Connu pour ses sympathies anarchistes, Octave Mirbeau est un écrivain engagé. Il a combattu l'antisémitisme, le nationalisme, le colonialisme, toutes les formes de domination qui asservissent l'individu. Sujets d'indignation qui intéressent notre temps et nous incitent à redécouvrir cette œuvre.
Avec Le Jardin des supplices, il invente une forme romanesque qui rompt avec les conventions de la cohérence narrative et de la vraisemblance. Ce texte offre un assemblage de morceaux disparates dans lequel la stylisation du réel en dévoile, par-delà les apparences, les aspects grotesques ou monstrueux. Mirbeau y adopte, après l'avoir longtemps cherché, le mode satirique qui va désormais faire de ses romans l'expression de son engagement passionné dans les luttes de son époque.
Le Jardin des supplices et Le Journal d'une femme de chambre sont autant d'allégories qui, en pleine affaire Dreyfus, renvoient à la France antidreyfusarde sa propre image hallucinée sous un jour crépusculaire. Quelques années plus tard, La 628-E8, parodie d'un récit de voyage en automobile à travers l'Europe du Nord, est l'occasion de violentes charges contre le colonialisme belge, le militarisme, le nationalisme barrésien, la germanophobie. En 1913 enfin, Dingo, pseudo-récit de formation où un chien refait paradoxalement l'éducation de son maître, offre un tableau féroce de la France radicale.

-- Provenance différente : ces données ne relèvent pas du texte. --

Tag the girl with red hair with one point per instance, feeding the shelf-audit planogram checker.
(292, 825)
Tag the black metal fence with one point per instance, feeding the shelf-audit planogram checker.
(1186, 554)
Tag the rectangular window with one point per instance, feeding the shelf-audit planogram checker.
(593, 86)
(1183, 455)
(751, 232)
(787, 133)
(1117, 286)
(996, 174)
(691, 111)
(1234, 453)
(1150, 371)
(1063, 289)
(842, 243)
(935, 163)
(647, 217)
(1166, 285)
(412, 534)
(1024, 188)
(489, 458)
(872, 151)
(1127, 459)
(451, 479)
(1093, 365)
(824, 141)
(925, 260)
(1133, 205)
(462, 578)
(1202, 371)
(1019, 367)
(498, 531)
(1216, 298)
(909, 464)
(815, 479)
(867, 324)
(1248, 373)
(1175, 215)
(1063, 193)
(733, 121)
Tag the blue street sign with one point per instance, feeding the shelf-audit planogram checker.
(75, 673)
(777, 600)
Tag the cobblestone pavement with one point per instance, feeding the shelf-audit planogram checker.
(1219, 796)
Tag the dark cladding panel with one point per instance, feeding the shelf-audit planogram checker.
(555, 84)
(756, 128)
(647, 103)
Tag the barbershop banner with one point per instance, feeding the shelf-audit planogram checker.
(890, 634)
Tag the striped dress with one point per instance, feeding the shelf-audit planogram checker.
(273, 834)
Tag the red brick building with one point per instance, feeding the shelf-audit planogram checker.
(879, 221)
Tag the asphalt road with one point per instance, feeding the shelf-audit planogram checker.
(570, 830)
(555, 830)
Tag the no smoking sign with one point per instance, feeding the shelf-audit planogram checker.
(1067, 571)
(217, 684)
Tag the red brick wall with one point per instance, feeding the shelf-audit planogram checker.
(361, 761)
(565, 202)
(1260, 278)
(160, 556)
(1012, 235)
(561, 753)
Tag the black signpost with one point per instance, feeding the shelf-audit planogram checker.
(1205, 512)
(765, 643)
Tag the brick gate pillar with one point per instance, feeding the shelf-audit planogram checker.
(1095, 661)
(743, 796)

Ces quatre romans montrent combien Octave Mirbeau mérite d'être considéré comme le rénovateur du roman satirique dans la tradition de Ménippe, le philosophe cynique. Sans oublier, comme nous le rappelle son contemporain Émile Zola, qu'il fut aussi ce " justicier " compatissant, qui avait " donné son cœur aux misérables ".